第15話 泣き虫の剣は鋭いですか? 3

 いつだったろうか、自分の『泣き虫』を追放したのは。


 5年前、シズク町の南部の工場地帯で起こったロボット達による一揆……ケイオスの一揆と呼ばれるそれで、親父は死んだ。


 その後はお袋が1人で俺を育ててくれた。


 俺はお袋を守らなければならない。親父がいない以上それが出来るのは俺一人しかいないからだ。そしてそれは俺がお袋に出来るほんのささやかな恩返しでもあるのだ。


 そのためには強くなくてはならない。誰もが認める隙のない最強の男にならねばならない。


 最強の男は涙をみせてはいけない。しかし、どうしても必ず涙を流す瞬間がある。それは剣道の試合中だ。極度の緊張感と恐怖が雫となって瞼からこぼれでるのだ。しかし問題ない……面が俺の情けない姿の全てを隠してくれる。


 真実が作れなくとも、嘘を真実だと思い込ませれば問題ない。俺が泣き虫でも周りがそうでないと認知すればそれが真実である。


 俺は涙を見せない。泣きたい時は孤独になる必要があるが、面倒なので常時孤独であることにした。他人との接触を避ければ、他人が俺に見向きもしなければ、涙を見られることは無い。


 だからその言葉を聞いた時動揺を隠せなかった。



「今なんて言った?」


「流先輩、ホントは泣き虫なんですよね?」


 目の前にたっているのは1人の女子生徒だった。確か2年だったか……?


「いきなりなんだ?先輩に向かって失礼じゃないのか?」


「すいませんでした。実は先輩と話がしたくて……こうでもしないと無視して行ってしまいそうだったから……」


「そうか、確かに普段は喧嘩を売られてもシカトするからな。今回はあまりにも突拍子もなくて立ち止まってしまったが」


「私、先輩にお願いがあって……聞いてくれますか?」


「ダメだ、俺は忙しい。

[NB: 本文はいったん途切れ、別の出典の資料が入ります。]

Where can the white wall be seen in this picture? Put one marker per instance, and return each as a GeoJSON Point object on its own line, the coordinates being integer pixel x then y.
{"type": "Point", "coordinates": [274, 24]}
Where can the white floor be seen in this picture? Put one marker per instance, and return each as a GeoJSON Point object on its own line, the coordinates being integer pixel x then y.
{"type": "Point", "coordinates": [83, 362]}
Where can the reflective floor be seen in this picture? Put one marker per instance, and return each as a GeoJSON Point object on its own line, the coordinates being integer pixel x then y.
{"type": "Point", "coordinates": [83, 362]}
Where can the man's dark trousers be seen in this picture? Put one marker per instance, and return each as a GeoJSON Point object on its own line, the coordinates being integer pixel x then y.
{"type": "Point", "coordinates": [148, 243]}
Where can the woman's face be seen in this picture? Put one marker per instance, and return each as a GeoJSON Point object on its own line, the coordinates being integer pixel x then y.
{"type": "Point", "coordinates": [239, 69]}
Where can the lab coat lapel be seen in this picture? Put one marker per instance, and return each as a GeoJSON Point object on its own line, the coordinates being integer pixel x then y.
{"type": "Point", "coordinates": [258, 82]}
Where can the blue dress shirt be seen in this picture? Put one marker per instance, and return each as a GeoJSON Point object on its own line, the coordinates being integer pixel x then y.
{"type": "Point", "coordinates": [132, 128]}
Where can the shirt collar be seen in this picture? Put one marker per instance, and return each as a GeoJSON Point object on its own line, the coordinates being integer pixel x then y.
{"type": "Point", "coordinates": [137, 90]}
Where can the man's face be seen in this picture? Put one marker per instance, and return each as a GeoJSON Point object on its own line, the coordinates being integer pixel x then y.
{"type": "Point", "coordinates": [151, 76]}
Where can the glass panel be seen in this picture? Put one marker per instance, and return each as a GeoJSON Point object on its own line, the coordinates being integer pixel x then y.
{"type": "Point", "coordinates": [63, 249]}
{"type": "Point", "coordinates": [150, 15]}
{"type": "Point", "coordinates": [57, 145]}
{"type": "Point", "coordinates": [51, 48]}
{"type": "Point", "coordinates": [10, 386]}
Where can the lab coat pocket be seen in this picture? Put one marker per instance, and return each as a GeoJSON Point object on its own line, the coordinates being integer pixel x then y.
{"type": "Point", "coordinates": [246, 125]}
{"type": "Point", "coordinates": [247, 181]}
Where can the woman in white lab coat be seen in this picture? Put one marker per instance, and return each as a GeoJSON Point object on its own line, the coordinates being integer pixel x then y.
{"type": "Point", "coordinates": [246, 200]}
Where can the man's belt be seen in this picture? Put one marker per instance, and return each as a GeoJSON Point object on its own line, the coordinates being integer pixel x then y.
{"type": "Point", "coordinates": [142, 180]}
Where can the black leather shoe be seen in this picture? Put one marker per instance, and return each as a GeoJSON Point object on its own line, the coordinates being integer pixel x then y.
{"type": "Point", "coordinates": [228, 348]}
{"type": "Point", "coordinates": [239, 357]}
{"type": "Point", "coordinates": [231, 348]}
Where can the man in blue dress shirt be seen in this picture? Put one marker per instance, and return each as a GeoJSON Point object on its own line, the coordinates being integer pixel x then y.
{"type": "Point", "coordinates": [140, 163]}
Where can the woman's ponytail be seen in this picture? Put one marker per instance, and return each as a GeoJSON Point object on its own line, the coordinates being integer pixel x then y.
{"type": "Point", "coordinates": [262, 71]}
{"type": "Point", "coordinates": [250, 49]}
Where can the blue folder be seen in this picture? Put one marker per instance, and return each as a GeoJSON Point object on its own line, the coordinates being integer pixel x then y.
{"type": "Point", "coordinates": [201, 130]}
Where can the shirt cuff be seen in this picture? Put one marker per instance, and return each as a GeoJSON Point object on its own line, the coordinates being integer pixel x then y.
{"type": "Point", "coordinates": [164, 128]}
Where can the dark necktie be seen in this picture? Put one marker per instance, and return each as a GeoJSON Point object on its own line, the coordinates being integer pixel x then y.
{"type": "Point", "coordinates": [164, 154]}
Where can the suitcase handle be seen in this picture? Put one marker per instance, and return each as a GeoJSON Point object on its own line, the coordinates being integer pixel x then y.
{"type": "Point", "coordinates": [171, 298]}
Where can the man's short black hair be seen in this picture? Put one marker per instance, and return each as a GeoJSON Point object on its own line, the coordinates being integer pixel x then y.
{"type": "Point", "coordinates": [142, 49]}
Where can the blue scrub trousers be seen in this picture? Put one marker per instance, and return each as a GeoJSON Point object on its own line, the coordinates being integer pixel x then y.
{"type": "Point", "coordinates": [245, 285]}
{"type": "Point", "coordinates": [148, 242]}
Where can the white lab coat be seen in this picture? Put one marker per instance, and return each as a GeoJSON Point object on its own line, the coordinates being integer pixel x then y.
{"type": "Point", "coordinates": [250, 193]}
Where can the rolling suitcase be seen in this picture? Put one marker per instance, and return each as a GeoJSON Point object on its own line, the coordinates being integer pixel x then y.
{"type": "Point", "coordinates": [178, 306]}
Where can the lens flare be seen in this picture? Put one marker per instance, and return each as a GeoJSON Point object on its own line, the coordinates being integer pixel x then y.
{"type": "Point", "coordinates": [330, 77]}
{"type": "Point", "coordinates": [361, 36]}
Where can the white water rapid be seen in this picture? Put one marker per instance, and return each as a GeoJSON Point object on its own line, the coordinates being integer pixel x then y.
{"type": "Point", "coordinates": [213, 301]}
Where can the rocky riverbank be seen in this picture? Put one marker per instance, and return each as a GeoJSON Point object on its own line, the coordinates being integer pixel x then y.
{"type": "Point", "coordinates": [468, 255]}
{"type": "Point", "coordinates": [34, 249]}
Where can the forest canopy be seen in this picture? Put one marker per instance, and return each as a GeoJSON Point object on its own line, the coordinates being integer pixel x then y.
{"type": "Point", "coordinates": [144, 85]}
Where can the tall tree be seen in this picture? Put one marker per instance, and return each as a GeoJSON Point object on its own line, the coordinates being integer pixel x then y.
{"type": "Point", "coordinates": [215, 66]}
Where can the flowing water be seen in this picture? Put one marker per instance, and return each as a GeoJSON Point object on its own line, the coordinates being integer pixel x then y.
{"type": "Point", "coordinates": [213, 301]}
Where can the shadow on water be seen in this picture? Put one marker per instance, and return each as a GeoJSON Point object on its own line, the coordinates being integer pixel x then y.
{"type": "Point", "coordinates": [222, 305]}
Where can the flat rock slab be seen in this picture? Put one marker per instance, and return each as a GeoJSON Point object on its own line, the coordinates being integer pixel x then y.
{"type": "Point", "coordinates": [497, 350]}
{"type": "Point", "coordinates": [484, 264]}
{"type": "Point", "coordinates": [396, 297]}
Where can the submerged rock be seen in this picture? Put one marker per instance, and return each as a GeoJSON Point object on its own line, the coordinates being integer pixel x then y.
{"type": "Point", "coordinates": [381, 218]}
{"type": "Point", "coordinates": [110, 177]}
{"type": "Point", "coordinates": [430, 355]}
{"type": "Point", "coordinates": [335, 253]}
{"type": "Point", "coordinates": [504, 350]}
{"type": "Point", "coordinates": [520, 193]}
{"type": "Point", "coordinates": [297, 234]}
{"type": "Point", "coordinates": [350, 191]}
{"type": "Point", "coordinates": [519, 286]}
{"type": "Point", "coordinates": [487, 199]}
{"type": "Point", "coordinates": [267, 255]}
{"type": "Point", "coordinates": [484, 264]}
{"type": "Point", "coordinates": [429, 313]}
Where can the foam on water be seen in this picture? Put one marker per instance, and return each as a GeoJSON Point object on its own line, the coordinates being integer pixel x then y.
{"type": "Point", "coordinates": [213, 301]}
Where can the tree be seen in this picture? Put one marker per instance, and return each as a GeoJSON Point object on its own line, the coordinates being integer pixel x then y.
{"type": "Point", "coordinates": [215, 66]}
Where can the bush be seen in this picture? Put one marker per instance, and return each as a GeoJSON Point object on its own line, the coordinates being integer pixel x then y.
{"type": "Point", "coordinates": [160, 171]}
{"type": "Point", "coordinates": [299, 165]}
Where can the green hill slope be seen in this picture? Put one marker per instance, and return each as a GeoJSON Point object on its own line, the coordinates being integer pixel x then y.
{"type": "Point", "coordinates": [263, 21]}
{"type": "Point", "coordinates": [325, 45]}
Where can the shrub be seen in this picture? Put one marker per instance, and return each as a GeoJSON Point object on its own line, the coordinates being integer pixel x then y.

帰らせてもらう」


「え、ちょっと待って! 話聞いて下さいよ! 頼み事なんです!」


 帰ろうとする俺の腕を彼女は掴んだ。


「確かお前柔道部の2年だよな?名前は確か神凪だったか? そういうことは部長の斑賀まだらがにでもお願いすればばいいだろ」


「いいえ、先輩じゃないとダメなんです」


「どういうことだ?」


先輩にじゃないと頼めない事なんです」


「また言ったな、俺をひきとめるための冗談じゃなかったのか?」


「そうは言ってませんよ。だって真実なんですから」


「すまないが喧嘩を買ってる余裕はないんだ。じゃあな」


 掴まれた腕を強引に振りほどいて歩き出す。


「何のために強者を演じてるんですか?」


「お前に教える理由は無い」


 俺は止まることなく歩く。


「知りたくありませんか?何者をも護れる力を……」


 俺は足を止め後ろを振り返ってしまった。彼女の言う力がどんなものか気になってしまったのだ。


「なんだと?」


 神凪はバッグから黒い仮面を取り出して、俺に差し出した。


「先輩が強くありたい理由が、誰かを守るためなら、きっとこれが必要になる」


 俺はただ吸い込まれるように仮面を手にしていまう。何か感じるのだ。この初めて見るはずの仮面に運命的な何かを。


「なんだこの仮面……」


「戦わなければ行けない時……涙がこぼれてしまったら、これを使ってください。これを装着すれば先輩は今までとは違う先輩になれる」


「言ってる意味がわからないな……付き合ってられん」


 俺は仮面を神凪に突き返すが、彼女はそれを拒否した。


「彼方が持っていてください」


 神凪が諦めそうになかったため、俺は諦めて仮面をカバンにしまった。


「もう十分か?いい加減帰らせてもらうぞ」


 俺は再び歩き出したが、神凪は追ってくることはなかった。